The trip is a disaster. Takahashi does everything she can to prevent Aoi Yu and I from consummating our marriage, barging into the cabin we share at all hours of the night with a torch and camera. In Khabarovsk I’m bitten by an entire team of huskies when I attempt to cross the road against the red man. In Irkutsk some raw bear meat gives Aoi Yu a serious stomach infection and a local doctor forces her to eat the dried bodies of dead bees. At Buryatskaya the local police tell us our passports are not in order; we’re forced to spend a week in a stark tin shed, cold and gender-segregated. A cable from Tokyo clears things up, but we still have to wait another four days for the next Trans-Siberian Express.
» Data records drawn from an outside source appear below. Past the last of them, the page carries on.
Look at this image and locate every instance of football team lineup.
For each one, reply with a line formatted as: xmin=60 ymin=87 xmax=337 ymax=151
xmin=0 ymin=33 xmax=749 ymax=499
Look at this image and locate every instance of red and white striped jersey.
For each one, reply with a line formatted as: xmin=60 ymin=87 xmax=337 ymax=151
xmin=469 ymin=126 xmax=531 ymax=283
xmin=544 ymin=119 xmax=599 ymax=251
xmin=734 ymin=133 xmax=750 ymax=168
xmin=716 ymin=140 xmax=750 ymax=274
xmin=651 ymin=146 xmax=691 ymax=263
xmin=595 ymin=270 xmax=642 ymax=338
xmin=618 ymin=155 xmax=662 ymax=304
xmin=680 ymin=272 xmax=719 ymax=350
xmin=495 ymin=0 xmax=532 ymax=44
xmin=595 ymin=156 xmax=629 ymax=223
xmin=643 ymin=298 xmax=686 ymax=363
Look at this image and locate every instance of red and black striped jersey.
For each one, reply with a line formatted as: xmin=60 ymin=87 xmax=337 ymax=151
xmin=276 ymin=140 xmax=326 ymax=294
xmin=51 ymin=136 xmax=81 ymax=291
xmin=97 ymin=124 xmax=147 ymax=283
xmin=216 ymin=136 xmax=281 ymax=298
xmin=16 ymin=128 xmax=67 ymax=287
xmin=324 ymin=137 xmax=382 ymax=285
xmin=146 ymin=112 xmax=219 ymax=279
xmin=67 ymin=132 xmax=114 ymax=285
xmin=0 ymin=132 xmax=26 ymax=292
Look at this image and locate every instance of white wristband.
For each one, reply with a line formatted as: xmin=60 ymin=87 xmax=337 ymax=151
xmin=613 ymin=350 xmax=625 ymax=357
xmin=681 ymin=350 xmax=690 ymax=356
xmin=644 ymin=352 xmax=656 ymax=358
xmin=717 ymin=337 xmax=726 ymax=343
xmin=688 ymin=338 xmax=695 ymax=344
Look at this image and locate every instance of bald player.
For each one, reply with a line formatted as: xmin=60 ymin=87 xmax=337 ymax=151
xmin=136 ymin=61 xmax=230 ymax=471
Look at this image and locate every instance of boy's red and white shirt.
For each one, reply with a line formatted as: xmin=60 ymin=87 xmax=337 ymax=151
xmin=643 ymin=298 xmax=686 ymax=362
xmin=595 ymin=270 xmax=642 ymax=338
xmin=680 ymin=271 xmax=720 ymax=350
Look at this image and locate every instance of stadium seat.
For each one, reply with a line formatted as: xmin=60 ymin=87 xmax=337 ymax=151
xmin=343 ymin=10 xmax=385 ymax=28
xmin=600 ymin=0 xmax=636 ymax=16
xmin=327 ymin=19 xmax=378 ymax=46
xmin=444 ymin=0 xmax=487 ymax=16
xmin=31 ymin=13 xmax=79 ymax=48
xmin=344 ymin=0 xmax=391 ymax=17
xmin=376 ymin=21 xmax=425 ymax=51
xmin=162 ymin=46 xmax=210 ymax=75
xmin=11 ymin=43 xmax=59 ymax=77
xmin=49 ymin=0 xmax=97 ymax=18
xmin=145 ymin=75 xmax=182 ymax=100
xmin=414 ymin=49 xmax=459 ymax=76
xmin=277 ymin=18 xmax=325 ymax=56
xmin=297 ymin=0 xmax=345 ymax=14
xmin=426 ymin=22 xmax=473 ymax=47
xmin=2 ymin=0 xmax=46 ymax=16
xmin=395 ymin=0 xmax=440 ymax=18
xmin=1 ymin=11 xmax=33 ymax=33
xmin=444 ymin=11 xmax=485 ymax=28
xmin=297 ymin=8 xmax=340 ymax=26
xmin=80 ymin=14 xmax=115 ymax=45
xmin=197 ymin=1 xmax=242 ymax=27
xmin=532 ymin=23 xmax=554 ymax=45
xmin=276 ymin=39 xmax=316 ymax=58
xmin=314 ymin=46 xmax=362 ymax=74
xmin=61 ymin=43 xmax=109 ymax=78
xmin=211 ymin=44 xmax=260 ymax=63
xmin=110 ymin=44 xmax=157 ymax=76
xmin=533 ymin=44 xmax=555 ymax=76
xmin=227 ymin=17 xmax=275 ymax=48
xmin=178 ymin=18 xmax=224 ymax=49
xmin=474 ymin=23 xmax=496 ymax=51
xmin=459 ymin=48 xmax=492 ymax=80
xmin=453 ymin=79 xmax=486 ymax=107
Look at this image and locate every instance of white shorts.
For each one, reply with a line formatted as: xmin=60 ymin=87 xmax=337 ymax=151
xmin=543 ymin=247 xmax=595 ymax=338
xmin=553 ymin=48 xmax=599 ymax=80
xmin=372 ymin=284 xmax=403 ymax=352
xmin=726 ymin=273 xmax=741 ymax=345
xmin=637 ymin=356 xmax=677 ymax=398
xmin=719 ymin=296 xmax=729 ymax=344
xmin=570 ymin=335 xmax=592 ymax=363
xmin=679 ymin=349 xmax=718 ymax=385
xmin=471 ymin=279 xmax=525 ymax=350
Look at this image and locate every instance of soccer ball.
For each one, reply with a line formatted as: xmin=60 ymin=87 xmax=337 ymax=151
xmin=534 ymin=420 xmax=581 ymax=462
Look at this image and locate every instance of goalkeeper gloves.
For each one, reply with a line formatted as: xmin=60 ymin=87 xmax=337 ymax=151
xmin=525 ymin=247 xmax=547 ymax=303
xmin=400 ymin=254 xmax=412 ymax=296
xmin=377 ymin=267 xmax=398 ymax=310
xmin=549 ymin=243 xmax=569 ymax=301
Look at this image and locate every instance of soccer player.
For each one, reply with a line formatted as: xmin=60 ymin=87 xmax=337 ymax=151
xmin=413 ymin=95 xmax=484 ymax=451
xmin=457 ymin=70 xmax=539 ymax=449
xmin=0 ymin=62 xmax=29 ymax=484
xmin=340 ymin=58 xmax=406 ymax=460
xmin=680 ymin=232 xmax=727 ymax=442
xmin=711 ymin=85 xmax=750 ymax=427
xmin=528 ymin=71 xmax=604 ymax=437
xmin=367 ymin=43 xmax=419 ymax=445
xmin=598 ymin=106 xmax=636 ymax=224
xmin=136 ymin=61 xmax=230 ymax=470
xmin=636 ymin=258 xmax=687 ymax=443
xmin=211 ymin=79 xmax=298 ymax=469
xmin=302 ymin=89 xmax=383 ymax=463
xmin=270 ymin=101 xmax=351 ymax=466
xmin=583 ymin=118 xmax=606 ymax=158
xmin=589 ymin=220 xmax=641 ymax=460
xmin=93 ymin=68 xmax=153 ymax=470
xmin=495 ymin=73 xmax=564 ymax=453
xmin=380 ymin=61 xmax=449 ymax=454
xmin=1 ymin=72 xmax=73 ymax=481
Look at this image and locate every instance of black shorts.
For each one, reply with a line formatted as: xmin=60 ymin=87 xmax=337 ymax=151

In Novosibirsk Takahashi goes off in search of medium-format camera film and I finally manage to get some quality time alone with Aoi Yu, only to find that she has vulvovaginitis, a condition which makes penetration impossible.

Momus’ website describes Herr F. as “a take on the Faust myth and on German-language experimental fiction.” Maybe I’m too much of a plebe to get it, but I’m just sick to death of these hacks thinking that all these neat tricks are an adequate substitute for a coherent plot and interesting characters. For Christ’s sake, Infinite Jest is nearly twenty years old! When are you imbeciles going to give it up?

It’s a shame because Herr F. has a lot of meat on its bones, whether it’s Faust trying to escape his phony fame by retreating to the mountains or dealing with his disgust for Gretchen’s false adoration. Had Momus put away the Adderall for a few weeks, he could have written something truly fantastic.

As it stands, Herr F. is like a haunted house ride: lots of memorable moments but no underlying structure.

As I said already, the book is free through Momus’ publisher, the German art collective Fiktion, so you don’t have to waste your hard-earned simoleons figuring out whether I’m right. Herr F. has some cool moments, but coming from a guy who is clearly learned and intelligent, it’s ultimately a gimmicky letdown.

Stick to the songwriting, Momus: the novel is an art form that eludes you.